Se dice, entre los makua, que cuando el primer ser humano brotó de la tierra no lo hizo con un grito, sino con un temblor de luz. Fue en el Monte Namuli, donde la niebla no cae, sino que sube como si quisiera tocar algo que está por debajo del cielo.
La primera mujer resbaló sobre una roca mojada. La herida que se le abrió en la pierna derramó una sangre clara como la savia. Cayó en un riachuelo. Del barro que se formó nació el primer hombre, como un reflejo que no sabía aún que era cuerpo.
Y así comenzó la humanidad: no por mandato, sino por accidente.
A veces pienso que la belleza también fue un error. Un error fértil. Porque cuanto más cerca se está del Namuli, más serena es la forma. Allí las mujeres caminan como si supieran que sus pasos modelan el mundo. Los hombres, cuando callan, no enmudecen: siembran.
Y sí, allí se encuentran los humanos más bellos que he visto. No por simetría, sino por verdad. Hay algo en sus gestos que no ha sido aún contaminado por la prisa. Una claridad. Una nobleza quieta.
Un guía me contó, una tarde de lluvia oblicua, que los muertos no se van. No del todo.
“Las almas regresan al monte,” dijo, “porque allí la tierra recuerda.”
Y yo entendí que morir no es desaparecer, sino corregir el rumbo. El alma, con su aliento cansado, vuelve al vientre que la parió.
Al alejarse del Namuli, el ser humano empieza a extraviarse. Pierde la geometría. Se apaga.
En la capital, los rostros ya no están dibujados, sino editados.
En Europa, la belleza se busca en los escaparates.

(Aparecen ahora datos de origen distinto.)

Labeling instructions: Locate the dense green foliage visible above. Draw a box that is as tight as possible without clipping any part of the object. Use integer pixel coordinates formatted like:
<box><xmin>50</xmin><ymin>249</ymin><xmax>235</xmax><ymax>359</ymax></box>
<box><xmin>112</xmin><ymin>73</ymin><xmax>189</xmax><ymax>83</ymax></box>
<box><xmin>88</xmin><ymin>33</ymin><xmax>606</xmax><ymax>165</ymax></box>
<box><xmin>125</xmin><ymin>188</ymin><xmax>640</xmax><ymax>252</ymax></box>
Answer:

Y aquí, en este lado del mundo donde escribo, la gente ha olvidado incluso que hubo un origen.
La belleza —me digo— no es una cualidad, sino una dirección. No se posee: se camina hacia ella. Y cuando se olvida el camino, la carne se vuelve ruido, la mirada se apaga, y el alma queda sin norte.
Yo no vi la cima del Namuli. Nadie puede mirarla de frente sin llorar.
Pero en sus faldas, en los charcos que guardan la forma de las primeras huellas, algo me habló. No con palabras, sino con una forma de silencio que duele como la verdad.
Y supe entonces que cuando todo acabe, cuando el tiempo me haya deshecho, quiero regresar allí.
No como viajero.
No como polvo.
Sino como una gota más en la sangre que aún canta bajo la piedra.